Date: 2010-10-12 17:07:58
Message-ID: 27107.1286903278@sss.pgh.pa.us
Views: Raw Message | Whole Thread | Download mbox | Resend email
Thread:
Lists: pgsql-hackers pgsql-performance

So I spent a bit of quality time with oprofile this morning, and found
once again that there's no substitute for having actual data before
theorizing.

Test case software: current Git HEAD (plus one code change explained
below), compiled with --enable-debug to support oprofile, cassert off;
no other special configure options. Running on current Fedora 13 (gcc
4.4.4 in particular). All postgresql.conf options are out-of-the-box.

Test case hardware: recently purchased mid-grade desktop, dual Xeon
E5503 processors (Nehalem cores, 2GHZ), 4GB DDR3-800 RAM, no-name
SATA disk.

Test query: "select count(*) from t" where t has 4 nonnull integer
columns and 81920000 rows, occupying 3459MB. I chose that size
specifically to fit into available RAM, so that on repeated executions
no physical I/O will occur.

On this setup I find that "select count(*)" runs in about 7.5sec when
the data is fully cached in RAM, for a scanning speed of 460MB/sec.
This is well in excess of what the machine's disk hardware can do:
bonnie++ rates the machine's disk read speed at 152MB/sec.

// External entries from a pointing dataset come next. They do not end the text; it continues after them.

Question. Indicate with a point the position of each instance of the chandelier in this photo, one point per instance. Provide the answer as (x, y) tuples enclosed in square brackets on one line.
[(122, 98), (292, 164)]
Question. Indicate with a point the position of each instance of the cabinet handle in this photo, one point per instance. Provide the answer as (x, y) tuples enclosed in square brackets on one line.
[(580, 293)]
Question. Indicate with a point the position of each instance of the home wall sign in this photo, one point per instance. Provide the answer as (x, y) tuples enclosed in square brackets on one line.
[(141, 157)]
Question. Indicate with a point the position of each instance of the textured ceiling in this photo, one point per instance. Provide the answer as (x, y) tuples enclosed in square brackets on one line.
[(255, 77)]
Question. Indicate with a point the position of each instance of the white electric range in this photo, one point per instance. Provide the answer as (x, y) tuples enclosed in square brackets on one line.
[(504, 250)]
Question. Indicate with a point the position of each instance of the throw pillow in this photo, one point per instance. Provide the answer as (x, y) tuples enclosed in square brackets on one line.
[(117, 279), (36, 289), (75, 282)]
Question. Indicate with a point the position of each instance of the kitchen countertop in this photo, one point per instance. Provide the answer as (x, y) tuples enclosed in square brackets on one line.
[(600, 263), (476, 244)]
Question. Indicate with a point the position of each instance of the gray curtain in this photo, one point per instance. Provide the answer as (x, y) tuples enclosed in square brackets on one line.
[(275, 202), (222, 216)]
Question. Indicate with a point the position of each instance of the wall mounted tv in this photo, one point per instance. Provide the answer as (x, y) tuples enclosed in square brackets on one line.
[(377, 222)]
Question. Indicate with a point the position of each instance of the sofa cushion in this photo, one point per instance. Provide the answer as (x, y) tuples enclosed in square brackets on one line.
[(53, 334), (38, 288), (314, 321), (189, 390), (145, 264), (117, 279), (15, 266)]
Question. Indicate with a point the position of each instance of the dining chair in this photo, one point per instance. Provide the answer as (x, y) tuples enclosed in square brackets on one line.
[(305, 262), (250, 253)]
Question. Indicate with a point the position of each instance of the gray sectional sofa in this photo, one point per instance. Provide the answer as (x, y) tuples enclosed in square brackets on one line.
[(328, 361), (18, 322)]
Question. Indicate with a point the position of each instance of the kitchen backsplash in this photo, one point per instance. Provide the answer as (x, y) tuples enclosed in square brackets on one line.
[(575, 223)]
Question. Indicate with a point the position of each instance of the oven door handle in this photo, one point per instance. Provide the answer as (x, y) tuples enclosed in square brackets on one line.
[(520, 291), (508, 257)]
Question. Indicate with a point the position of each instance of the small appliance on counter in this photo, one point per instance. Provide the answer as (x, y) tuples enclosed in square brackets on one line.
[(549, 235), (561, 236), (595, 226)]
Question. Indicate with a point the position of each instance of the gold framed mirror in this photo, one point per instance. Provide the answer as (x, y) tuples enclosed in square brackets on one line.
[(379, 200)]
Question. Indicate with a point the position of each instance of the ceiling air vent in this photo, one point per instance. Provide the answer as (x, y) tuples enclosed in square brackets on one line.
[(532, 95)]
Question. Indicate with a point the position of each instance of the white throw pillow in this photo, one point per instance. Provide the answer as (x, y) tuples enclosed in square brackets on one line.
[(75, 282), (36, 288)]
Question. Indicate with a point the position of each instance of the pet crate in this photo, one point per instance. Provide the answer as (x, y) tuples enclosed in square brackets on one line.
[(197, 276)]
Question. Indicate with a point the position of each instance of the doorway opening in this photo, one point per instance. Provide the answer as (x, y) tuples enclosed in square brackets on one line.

So in theory
PG should be able to completely saturate the disk when processing a table
bigger than RAM. In reality the test case run time if I've just flushed
cache is about 28sec, working out to a scan rate of 123MB/sec. I expect
if I'd bothered to tune the kernel readahead parameters as outlined
earlier in this thread, I could get to 150MB/sec.

Now of course this disk setup is far from industrial strength, but the
processor isn't what you'd put in a serious database server either (in
particular, its available memory bandwidth is well behind the curve).
Also, the table is pretty narrow (only 16 payload bytes per row), and
any wider test table would show a pretty much linear scaling of achievable
scan rate versus table width. So I don't see much support here at all
for the notion that we scan slower than available disk bandwidth.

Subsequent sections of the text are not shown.